Scientific classification
- Kingdom: Plantae
- Clade: Embryophytes
- Clade: Tracheophytes
- Clade: Spermatophytes
- Clade: Angiosperms
- Clade: Eudicots
- Clade: Asterids
- Order: Lamiales
- Family: Stilbaceae
- Genus: Nuxia
- Species: N. floribunda
- Binomial name: Nuxia floribunda Benth.
- Synonyms: Lachnopylis polyantha (Gilg) C.A.Sm.; Nuxia floribunda var. holstii Gilg; Nuxia holstii (Gilg) Gilg; Nuxia polyantha Gilg; Nuxia usambarensis Gilg; Nuxia volkensii Gilg;

= Nuxia floribunda =

- Genus: Nuxia
- Species: floribunda
- Authority: Benth.
- Conservation status: LC
- Synonyms: Lachnopylis polyantha (Gilg) C.A.Sm., Nuxia floribunda var. holstii Gilg, Nuxia holstii (Gilg) Gilg, Nuxia polyantha Gilg, Nuxia usambarensis Gilg, Nuxia volkensii Gilg

Species of tree

Nuxia floribunda, the forest elder, forest nuxia or wild elder, is a species of tree in the Stilbaceae family, that is native to moist regions of southern Africa, East Africa and central tropical Africa.

== Description ==
It usually grows to between 3 and 10 metres tall, although it occasionally may grow as tall as 25 metres.
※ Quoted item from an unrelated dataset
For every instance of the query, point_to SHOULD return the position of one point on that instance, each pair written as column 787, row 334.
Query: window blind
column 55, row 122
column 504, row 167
It has a crooked trunk, rough flaking bark and a rounded canopy. Large panicles of sweetly scented small white to cream flowers are produced from autumn to spring.

==Range and habitat==
The species is native to southern and eastern Africa, from South Africa, through Eswatini, Zimbabwe, Mozambique, Zambia, Malawi, Tanzania, Burundi, Rwanda, eastern Democratic Republic of the Congo, to Uganda and Kenya.

It is a characteristic species of undifferentiated Afromontane forest in southern and eastern Africa.